Repeatedly, there would be very slight size differences in the result image. Most of the time it couldn’t be quantified, it was just noticeable when positioning one image over another.

But it was extremely noticeable with Apple’s Copy Subject and Background Removal Feature. In all cases using this, there were unexpected differences in the size of the resulting images.

For example, complete with its background, the original pot plant image was 4,032 pixels by 3,024 pixels. Pixelmator Pro, Photoshop, and the Mac’s Preview app all retained that size, with the pot plant centered on a transparent background.

But the same pot plant image edited in Photos on the iPhone came out at 1,051 pixels by 1,287 pixels. And in the Mac’s Photos app, the result was just 534 pixels by 634 pixels.

It’s not a question of different export settings, either. With each of Apple’s options — Photos on iOS 16 or macOS Ventura, and also Preview on Ventura — there is no exporting at all.

Rather, you Copy Subject, as the name suggests. Even Preview’s feature named Background Removal actually takes the foreground and puts it on the clipboard.

If you paste that resulting image into Mail on the iPhone, you get the option to send it as various different sizes. But in each test, AppleInsider chose Actual Size.

This size issue, and moreover the fact that the copied subject is placed on the clipboard, shows that Apple expects this feature to be used for quick sharing. It’s not the start of an image editing job, it’s the start and end of grabbing a subject and sharing it over Messages or email.

Your mileage will vary

Even if your aim is to use background removal as part of a more complex piece of image editing, you’re still not going to subscribe to Photoshop because you’ve got one single image to work with.

You’re hardly more likely to buy Pixelmator Pro just because you have a handful of shots you’d like to alter.

Subscribing to Photoshop starts at $20.99 per month, though there is a trial version.
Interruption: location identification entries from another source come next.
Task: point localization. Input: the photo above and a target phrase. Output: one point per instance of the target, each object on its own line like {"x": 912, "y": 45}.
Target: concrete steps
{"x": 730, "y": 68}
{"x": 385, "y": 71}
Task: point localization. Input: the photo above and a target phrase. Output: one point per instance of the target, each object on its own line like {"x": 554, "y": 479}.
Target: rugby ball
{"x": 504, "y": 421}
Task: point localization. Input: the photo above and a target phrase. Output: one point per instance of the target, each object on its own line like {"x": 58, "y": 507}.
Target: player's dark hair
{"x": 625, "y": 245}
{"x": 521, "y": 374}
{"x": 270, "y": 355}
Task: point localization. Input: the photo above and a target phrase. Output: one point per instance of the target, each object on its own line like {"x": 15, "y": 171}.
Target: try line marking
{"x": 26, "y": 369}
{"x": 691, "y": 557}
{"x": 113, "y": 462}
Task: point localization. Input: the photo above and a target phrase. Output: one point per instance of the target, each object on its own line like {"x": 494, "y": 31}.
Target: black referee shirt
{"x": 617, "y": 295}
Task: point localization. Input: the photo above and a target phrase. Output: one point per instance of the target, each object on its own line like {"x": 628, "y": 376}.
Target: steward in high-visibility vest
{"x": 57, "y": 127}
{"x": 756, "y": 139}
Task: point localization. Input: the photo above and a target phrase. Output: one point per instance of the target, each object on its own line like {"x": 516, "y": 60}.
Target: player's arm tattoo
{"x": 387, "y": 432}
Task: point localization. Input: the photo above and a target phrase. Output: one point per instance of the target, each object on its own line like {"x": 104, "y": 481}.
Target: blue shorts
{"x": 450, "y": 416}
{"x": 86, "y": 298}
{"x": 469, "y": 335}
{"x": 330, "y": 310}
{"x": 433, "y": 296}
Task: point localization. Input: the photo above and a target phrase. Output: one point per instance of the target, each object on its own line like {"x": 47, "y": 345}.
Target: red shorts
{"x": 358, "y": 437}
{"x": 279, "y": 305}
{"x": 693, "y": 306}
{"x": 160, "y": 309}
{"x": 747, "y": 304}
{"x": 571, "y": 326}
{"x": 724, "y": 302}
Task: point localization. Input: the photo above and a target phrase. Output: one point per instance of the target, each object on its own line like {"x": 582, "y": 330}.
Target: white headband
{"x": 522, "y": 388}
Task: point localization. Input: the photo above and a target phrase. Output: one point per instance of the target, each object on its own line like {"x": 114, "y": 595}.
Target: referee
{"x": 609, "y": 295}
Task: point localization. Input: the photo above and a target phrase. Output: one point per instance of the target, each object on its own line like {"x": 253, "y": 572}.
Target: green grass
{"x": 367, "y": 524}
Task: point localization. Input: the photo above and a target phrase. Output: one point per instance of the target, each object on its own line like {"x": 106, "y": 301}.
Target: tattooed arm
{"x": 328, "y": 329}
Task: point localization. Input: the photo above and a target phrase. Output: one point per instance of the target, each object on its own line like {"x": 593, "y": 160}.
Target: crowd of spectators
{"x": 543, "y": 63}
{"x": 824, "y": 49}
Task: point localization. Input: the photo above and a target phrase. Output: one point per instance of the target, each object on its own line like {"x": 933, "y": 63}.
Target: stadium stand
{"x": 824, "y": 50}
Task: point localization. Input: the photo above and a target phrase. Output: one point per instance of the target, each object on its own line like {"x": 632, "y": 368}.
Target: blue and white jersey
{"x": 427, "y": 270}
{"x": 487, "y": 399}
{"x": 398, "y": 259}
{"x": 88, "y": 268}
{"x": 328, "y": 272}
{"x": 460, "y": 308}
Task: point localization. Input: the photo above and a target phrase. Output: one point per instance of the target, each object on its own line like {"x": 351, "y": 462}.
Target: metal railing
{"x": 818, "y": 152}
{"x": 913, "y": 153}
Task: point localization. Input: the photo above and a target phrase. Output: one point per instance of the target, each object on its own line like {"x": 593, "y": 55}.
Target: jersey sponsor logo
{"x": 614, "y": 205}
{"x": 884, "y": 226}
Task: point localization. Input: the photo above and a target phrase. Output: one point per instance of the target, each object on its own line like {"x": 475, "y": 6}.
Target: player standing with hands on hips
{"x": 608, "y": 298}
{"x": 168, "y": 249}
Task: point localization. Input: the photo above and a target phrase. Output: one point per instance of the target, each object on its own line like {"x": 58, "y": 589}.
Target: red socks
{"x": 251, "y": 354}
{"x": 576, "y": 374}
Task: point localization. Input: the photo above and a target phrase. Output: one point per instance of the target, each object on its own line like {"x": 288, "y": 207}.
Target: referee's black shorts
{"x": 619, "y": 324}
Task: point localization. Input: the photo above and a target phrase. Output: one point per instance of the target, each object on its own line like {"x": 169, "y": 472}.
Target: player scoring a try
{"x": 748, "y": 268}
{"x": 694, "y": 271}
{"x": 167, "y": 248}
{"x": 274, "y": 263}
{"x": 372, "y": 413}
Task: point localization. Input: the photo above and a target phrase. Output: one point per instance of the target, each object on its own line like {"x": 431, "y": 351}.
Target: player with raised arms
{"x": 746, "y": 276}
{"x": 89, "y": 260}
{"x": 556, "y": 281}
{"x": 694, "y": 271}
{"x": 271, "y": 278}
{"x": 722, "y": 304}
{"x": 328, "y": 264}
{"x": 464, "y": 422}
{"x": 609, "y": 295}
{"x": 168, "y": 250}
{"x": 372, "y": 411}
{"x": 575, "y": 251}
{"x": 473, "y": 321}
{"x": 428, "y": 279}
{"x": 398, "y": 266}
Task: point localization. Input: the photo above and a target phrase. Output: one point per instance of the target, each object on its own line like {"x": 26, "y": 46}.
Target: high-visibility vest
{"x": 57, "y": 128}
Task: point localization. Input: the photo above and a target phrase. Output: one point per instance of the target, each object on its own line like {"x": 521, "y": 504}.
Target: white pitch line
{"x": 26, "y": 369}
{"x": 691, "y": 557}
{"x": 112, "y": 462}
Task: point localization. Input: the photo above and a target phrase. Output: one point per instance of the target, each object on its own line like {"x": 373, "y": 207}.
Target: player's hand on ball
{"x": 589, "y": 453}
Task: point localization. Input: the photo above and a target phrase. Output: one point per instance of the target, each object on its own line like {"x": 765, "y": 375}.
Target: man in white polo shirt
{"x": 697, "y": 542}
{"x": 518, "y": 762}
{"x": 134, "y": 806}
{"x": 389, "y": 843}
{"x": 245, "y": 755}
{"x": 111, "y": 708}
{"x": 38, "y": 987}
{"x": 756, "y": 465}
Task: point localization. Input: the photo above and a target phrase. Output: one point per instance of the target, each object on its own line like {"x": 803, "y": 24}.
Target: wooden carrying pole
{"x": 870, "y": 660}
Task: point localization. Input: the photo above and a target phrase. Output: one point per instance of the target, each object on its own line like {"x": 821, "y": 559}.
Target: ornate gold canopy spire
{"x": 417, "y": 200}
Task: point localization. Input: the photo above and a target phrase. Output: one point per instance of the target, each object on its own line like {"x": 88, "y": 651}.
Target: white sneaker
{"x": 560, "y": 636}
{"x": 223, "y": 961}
Pixelmator Pro also has a free trial, and otherwise is a one-time purchase costing $40 from the Mac App Store.

If you do any work with images beyond grabbing something to show your friends, Photoshop and Pixelmator Pro are both incredible tools.

But when it is just that fast grab and share that you’re after, you’re going to do it with Apple’s feature. You’ve got them without paying extra, and moreover, you don’t really have to learn how to do anything beyond contort your fingers a bit on the iPhone.

So background removal is moving in the mainstream because of Apple. And for a tool that’s meant to help millions of people with, quite possibly, billions of photos, Apple’s new tools are startling good.